第11話 「お待たせ、るーちゃん」
月曜日の放課後。私はひとり、南校舎の廊下を歩いていた。特別教室が多く振り分けられたこの校舎は、放課後は人もまばらだ。昼下がりの陽光が目に染みるのを感じながら、私は階下は続く階段を目指す。徹夜は久しぶりだった。いつも練習で疲れていて、すぐに眠ってしまうから。
階段を降りると、すぐ先に職員室がある。提出物を手にして遠慮がちにうろつく生徒や、進路相談とおぼしき先輩など、数人の出入りが見受けられたが、ここにも生徒はほとんどいなかった。
私は職員室の座席表の掲示を見て、
「宥下先生」
少し気が引けたが、私はそう呼びかけた。もともとこの時間に呼ばれていたのだ。遠慮することはないだろう。
「結島さん。ちょっと待ってね……」
先生はパソコンをスリープ状態にすると、ファイル棚からいくつかの書類を抜き取って、こちらへ歩いてきた。着いてくるように言われて、先生のあとから隣に並んだ部屋のひとつに入る。『面談室2』という表札がかかっていた。

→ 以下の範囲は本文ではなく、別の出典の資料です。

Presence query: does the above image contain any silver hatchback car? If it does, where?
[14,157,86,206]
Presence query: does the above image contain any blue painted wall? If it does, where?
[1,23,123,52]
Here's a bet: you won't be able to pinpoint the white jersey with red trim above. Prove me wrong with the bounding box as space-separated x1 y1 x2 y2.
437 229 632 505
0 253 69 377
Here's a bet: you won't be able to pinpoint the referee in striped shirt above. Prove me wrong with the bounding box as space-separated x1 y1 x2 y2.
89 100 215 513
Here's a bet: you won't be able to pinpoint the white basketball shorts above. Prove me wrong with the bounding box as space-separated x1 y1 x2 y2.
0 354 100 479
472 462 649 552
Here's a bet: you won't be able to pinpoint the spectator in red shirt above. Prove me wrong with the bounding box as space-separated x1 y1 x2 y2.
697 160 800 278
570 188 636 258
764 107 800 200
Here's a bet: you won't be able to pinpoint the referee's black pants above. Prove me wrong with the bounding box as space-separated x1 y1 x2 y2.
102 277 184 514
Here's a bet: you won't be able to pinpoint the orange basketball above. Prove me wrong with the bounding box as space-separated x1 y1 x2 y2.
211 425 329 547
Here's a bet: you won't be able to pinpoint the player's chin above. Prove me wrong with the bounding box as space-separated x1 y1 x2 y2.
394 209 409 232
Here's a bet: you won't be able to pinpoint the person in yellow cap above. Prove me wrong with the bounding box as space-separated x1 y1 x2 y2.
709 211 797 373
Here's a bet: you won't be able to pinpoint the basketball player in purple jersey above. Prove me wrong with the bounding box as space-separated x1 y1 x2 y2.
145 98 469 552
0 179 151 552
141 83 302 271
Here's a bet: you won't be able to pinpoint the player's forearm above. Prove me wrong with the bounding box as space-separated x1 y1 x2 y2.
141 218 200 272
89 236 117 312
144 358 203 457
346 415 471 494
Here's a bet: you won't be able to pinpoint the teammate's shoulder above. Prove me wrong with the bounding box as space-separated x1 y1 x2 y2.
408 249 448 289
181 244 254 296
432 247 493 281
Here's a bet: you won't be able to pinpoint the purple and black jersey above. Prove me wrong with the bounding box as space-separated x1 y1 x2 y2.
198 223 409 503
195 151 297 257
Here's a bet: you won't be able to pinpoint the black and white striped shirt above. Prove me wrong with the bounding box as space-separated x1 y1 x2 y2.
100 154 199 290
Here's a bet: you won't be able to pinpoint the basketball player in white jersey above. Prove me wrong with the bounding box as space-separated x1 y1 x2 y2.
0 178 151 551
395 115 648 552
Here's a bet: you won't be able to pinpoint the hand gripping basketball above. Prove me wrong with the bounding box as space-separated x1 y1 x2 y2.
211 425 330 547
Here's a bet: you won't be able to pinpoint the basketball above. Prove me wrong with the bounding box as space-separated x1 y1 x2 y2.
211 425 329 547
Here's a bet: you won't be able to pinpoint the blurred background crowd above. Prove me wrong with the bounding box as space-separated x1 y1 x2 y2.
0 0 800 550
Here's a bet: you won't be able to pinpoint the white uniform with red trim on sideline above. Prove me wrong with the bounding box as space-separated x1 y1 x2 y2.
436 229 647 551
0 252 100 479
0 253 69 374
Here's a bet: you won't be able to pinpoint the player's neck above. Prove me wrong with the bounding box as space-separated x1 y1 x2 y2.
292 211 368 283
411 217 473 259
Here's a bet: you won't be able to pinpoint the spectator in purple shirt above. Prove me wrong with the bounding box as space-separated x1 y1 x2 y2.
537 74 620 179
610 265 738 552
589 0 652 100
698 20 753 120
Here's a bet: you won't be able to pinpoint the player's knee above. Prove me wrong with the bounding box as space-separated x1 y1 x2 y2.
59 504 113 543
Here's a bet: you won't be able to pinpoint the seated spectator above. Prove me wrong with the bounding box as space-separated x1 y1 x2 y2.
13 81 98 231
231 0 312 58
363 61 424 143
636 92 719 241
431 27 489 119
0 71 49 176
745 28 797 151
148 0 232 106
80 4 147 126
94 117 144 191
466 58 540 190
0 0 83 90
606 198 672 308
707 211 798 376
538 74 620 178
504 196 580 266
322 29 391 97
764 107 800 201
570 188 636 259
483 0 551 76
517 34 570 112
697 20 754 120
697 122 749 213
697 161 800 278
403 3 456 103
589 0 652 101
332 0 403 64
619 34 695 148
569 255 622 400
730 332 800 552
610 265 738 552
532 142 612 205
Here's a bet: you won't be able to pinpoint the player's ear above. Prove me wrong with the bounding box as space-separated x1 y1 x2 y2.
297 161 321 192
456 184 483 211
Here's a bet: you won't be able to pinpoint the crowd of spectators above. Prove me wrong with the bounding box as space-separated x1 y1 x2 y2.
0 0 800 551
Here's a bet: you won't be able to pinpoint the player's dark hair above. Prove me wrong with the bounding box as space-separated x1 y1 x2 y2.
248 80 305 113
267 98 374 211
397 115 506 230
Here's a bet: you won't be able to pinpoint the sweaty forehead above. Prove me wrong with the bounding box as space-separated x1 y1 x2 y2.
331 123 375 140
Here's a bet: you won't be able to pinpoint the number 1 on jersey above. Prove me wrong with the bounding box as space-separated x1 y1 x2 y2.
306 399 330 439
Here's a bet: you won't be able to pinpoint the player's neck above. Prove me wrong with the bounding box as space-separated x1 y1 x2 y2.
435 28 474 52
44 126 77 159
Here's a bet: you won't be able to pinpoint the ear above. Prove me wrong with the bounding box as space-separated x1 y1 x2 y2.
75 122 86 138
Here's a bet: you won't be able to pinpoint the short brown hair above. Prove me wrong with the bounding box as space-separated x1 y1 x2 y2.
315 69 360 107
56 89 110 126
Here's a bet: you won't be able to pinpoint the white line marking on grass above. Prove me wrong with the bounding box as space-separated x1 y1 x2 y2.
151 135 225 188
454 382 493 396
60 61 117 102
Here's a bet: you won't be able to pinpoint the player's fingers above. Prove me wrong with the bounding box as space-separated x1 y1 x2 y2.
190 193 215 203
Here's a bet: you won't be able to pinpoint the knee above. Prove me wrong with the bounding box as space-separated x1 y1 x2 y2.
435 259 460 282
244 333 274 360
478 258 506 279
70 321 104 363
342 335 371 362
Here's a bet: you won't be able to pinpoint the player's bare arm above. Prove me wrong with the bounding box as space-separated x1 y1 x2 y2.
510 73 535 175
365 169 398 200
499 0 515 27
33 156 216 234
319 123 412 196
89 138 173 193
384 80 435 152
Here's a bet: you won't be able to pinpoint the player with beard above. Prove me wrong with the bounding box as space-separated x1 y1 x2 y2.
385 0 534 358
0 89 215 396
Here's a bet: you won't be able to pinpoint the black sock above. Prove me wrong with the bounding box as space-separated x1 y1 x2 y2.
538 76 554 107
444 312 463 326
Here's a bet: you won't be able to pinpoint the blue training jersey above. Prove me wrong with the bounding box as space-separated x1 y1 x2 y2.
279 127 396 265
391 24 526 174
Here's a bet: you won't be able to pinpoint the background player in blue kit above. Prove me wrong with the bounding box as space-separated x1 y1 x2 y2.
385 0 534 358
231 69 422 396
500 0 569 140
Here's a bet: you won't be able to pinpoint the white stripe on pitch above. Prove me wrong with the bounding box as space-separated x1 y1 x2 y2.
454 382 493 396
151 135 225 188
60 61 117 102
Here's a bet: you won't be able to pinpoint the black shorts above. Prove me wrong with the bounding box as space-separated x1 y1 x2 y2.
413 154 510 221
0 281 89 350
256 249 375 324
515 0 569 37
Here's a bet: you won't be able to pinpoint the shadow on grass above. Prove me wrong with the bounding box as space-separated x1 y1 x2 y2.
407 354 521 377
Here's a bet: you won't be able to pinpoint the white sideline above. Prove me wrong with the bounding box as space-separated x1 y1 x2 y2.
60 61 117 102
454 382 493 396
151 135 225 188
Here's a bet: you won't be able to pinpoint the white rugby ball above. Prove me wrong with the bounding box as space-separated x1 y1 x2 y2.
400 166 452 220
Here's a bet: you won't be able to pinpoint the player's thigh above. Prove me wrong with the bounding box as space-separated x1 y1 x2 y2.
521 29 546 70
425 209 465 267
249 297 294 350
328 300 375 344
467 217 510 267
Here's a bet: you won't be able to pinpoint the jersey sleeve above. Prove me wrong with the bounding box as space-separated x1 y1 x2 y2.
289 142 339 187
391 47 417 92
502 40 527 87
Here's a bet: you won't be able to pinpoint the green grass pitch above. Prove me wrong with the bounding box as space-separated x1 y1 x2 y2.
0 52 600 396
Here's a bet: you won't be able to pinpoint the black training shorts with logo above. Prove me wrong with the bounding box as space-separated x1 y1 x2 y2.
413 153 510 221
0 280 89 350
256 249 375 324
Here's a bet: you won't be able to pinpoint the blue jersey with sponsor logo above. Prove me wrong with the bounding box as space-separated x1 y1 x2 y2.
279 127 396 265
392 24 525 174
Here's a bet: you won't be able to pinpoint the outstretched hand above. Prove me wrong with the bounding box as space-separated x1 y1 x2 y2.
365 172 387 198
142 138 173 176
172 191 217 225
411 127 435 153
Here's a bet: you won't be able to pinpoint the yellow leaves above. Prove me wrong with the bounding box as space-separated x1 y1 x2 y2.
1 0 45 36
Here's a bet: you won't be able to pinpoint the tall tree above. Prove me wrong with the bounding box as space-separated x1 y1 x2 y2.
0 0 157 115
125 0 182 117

白いな、というのが第一印象だった。たぶん、壁が近いからそう思うのだろう。普通の教室に比べるとかなり手狭で、横長のデスクひとつに、それを挟む椅子をふたつで、この部屋はほとんどいっぱいだった。うながされて、私は一方の席に腰掛ける。
「結島さん、ね。はい。まず、退部届のほうは担任の先生から預かっています。別に、無理に引き止めたりはしないけど、どうして辞めようと思ったのかとか、いま結島さんがどういう状況なのかとか、これからのこととか……そういうことを、ちょっとお話してもらうことになってるので、まあ、よろしくお願いします」
お願いします、と私は繰り返して、頭を下げる。宥下先生は中等部の吹部の顧問だった。低い身長と顔立ちの穏やかさに反して、かなりのスパルタで知られている。名前は随分と可愛らしい感じなのだけれど、誰もが「宥下先生」と名字のほうで呼ぶのは、そういう理由からだった。
先生はファイルからなにかの書類を取り出して、眺めた。ふんふんと何度か頷く。
「結島さん、成績いいねえ。吹部の中じゃ、けっこう上のほうじゃない?」
「わかりません」
私は答える。打っても響かないにもほどがあるが、わからないものはわからないとしか言えない。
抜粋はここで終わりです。